3°) Des manuels labellisés

Quelques pages plus loin dans son ouvrage de 2016, Blanquer évoquait déjà l’idée de « favoriser la production de ressources scolaires en fonction de critères scientifiques et les labelliser pour favoriser la réforme pédagogique » [11]. Il sait que pour modifier les pratiques professionnelles des professeur.es des écoles, il doit restreindre la diversité des outils à leur disposition. Il n’y aura pas de « one best way » sans « one best tool », et Blanquer ira jusqu’à déclarer lors d’une conférence de presse le 7 décembre 2017 que « laisser les enseignants choisir leur manuel relève de la non-assistance à élèves en danger ». Son mandat, bien que particulièrement long pour un ministre de l’éducation (le record du genre toutes catégories), n’aura pas suffit à imposer un manuel scolaire unique. Attal entend donc, dans son « choc des savoirs », prendre le relai du père pour organiser une labellisation des manuels scolaire par le ministère qui viendra finir d’achever la liberté de production, de choix et d’usage [12] de ces derniers.

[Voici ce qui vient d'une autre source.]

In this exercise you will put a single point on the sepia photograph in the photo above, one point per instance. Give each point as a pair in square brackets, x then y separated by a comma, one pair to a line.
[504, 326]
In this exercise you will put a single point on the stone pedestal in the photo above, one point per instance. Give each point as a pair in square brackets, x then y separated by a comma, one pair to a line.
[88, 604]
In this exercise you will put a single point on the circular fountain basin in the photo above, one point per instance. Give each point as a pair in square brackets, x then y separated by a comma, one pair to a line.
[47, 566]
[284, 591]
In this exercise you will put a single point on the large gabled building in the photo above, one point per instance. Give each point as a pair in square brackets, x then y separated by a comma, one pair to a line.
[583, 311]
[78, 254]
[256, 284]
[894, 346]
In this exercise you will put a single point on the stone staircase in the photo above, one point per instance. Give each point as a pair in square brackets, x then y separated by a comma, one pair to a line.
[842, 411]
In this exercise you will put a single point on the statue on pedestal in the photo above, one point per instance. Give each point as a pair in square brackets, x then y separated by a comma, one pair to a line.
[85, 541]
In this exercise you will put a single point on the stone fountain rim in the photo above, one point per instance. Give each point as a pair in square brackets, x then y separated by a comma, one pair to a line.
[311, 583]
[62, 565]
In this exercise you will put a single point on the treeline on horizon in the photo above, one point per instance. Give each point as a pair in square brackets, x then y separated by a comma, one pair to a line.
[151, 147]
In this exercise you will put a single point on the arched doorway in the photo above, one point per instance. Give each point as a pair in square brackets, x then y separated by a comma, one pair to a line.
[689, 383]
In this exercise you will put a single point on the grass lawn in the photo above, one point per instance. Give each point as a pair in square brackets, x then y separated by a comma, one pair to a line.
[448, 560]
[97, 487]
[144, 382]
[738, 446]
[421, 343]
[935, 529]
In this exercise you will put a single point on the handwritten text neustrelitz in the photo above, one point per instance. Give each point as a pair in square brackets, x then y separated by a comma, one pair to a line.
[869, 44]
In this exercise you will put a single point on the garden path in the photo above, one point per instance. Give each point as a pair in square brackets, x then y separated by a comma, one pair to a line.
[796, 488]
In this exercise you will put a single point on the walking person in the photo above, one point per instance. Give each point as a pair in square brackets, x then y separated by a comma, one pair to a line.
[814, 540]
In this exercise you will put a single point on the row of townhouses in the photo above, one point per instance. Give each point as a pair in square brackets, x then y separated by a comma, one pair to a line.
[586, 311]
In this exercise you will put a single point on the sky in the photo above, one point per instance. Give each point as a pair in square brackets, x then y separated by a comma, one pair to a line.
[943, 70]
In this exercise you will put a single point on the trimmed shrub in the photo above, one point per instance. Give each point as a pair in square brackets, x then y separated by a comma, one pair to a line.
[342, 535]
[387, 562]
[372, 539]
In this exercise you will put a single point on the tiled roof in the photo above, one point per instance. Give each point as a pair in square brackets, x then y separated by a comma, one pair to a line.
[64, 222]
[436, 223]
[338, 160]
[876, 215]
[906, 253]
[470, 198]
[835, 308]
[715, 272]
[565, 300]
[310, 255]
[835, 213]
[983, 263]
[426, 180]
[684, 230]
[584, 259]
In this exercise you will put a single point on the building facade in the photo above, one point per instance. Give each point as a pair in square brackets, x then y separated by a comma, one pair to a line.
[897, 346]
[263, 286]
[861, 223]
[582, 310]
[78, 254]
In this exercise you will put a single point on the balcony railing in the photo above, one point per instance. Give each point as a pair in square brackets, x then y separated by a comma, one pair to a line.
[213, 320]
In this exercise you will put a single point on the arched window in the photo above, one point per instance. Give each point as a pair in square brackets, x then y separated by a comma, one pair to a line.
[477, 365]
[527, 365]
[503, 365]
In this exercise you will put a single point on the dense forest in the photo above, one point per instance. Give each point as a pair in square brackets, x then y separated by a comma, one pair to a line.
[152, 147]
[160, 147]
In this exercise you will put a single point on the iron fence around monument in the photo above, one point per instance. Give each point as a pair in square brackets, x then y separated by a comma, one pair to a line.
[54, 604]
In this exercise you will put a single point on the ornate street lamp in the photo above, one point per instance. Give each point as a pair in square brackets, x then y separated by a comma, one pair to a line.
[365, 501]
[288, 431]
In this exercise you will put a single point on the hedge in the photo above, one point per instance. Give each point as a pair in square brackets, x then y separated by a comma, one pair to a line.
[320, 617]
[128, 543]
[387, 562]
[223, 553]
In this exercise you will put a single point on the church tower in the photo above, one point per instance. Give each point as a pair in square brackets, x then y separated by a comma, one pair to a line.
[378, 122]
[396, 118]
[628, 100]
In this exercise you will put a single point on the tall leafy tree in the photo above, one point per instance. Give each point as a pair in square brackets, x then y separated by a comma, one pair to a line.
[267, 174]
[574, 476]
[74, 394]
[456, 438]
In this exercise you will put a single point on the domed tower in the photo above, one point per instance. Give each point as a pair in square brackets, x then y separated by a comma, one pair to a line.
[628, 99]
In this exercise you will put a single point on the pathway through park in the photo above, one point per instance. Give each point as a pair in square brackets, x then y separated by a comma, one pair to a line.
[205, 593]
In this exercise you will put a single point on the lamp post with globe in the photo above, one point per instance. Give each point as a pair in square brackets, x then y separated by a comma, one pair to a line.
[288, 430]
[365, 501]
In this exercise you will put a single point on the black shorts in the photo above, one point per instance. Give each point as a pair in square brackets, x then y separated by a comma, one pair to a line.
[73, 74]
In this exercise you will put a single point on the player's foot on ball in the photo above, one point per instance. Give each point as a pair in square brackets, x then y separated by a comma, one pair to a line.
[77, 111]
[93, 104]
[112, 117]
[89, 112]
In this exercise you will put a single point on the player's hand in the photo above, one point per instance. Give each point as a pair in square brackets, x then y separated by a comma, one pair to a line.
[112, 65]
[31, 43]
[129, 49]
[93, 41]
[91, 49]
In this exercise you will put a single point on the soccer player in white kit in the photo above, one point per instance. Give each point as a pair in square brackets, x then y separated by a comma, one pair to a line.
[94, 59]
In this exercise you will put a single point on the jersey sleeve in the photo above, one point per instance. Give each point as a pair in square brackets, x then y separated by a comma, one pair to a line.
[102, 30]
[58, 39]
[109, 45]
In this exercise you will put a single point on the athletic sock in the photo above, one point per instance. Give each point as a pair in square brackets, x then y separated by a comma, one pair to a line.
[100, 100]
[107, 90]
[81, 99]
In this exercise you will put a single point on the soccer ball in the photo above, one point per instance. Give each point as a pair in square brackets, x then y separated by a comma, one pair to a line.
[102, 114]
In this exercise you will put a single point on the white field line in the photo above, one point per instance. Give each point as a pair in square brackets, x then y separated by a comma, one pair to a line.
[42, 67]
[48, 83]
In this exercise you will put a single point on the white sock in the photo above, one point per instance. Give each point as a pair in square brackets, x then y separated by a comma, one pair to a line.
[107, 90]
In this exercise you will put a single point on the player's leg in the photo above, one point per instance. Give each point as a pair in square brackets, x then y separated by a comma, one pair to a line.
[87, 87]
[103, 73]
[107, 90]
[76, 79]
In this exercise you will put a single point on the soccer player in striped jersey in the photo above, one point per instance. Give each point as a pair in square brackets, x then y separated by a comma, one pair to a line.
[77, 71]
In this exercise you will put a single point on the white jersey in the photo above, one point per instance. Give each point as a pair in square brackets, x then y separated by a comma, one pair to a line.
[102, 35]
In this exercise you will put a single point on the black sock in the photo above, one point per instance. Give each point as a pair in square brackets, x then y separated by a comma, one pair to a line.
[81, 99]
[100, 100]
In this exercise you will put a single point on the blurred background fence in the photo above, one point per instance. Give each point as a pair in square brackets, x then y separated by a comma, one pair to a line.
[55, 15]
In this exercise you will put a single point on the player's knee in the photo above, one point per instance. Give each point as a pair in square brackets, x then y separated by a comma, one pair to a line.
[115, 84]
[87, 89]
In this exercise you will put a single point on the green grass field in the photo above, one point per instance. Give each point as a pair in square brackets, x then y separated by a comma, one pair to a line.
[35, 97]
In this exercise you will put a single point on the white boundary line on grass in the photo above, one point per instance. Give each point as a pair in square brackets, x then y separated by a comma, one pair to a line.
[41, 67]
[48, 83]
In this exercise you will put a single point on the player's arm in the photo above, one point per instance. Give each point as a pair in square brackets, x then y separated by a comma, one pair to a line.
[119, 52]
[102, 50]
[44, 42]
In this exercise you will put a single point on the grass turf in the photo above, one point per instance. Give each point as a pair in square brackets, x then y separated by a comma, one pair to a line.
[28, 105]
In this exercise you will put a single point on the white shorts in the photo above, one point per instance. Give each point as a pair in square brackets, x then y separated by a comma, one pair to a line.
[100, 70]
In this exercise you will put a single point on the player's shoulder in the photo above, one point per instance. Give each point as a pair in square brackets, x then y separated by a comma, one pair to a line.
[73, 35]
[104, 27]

Dans sa lettre du 5 décembre 2023, Gabriel Attal a déclaré la guerre à une école démocratique, au collège unique, au lycée professionnel… et plus généralement aux classes populaires. Mais pour mener cette guerre, il a d’abord besoin de cibler les enseignant.es en tant que travailleuses et travailleurs dépositaires d’un métier, d’une histoire, d’une culture, des critères de la bonne exécution de leur tâche et des moyens pour y parvenir. Tout l’enjeu pour le ministre est de déposséder les professeur.es de leur expertise et de leur capacité à élaborer collectivement les ressources nécessaires pour faire « du bon travail ». En un mot de les prolétariser… pour mieux pouvoir les remplacer.

Par qui vous demandez-vous ? Que la référence à l’Intelligence Artificielle dans la lettre du ministre vous mette la puce à l’oreille et attise votre vigilance… le prof de demain pourrait bien être un logiciel.